Tıp Dünyası'ndan Zaman çabuk geçiyor. 1998’de yapılan tabip odaları seçimli genel kurulları daha “dün” gibi. Bu sürede tabip odalarınca yapılmaya çalışılan, çaba harcanan ve yapılan bir çok işi anmak mümkün olabilir. Emeği geçenlere teşekkür etmek hepimizin görevi. Ne var ki, arzu edilen değişimler kolay olmuyor. Ya da bir başka ifadeyle olumlu değişimler, olumsuzluklar kadar çabuk gerçekleşmiyor. Olumluyu sağlamak- nedense!- çok daha fazla çabayı, ısrarı ve süreyi gerektiriyor. Tabip odalarında, seçilerek gelmiş/gönüllü çalışan hekimler, bugünlerde değerlendirmeler yapıyorlar. Bu değerlendirmelerin objektifliği tartışılabilir, ama sanırız daha iyisi için neye gerek olduğunun yanıtı tekdir: Birlikte olmak. Doğal olarak, bu yanıt başka bir soruyu doğuruyor: Ne için?
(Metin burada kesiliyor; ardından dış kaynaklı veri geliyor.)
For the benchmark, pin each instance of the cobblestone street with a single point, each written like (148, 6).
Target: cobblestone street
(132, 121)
TTB’nin bugüne kadar söyledikleri de, buna yanıt oluşturuyor. Ama yetmiyor. Bunlara bağlı bir üçüncü soru beliriyor: Ne yapacağız? Işte tabip odaları zemini ve özel olarak da genel kurullar bu soruya yönelik hep birlikte ortak kararların alındığı ve oluşan iradenin gereğinin yapılma taahhüdünün verildiği ortamlar olmak durumunda. Farkında olunması gereken, bunun seçilen meslektaşlarımızın tek başına
üstesinden gelemeyecekleri bir sorun olduğudur. Tabip odaları genel kurulları
sorunların çözümünün seçilenlere havale edileceği değil, hep birlikte peşine
düşüleceğinin belirtildiği ortamlar olmak durumundadır. Bunu daha fazla
başardığımız ölçüde, olumlu değişimleri sağlamak için geçer süre kısalacaktır.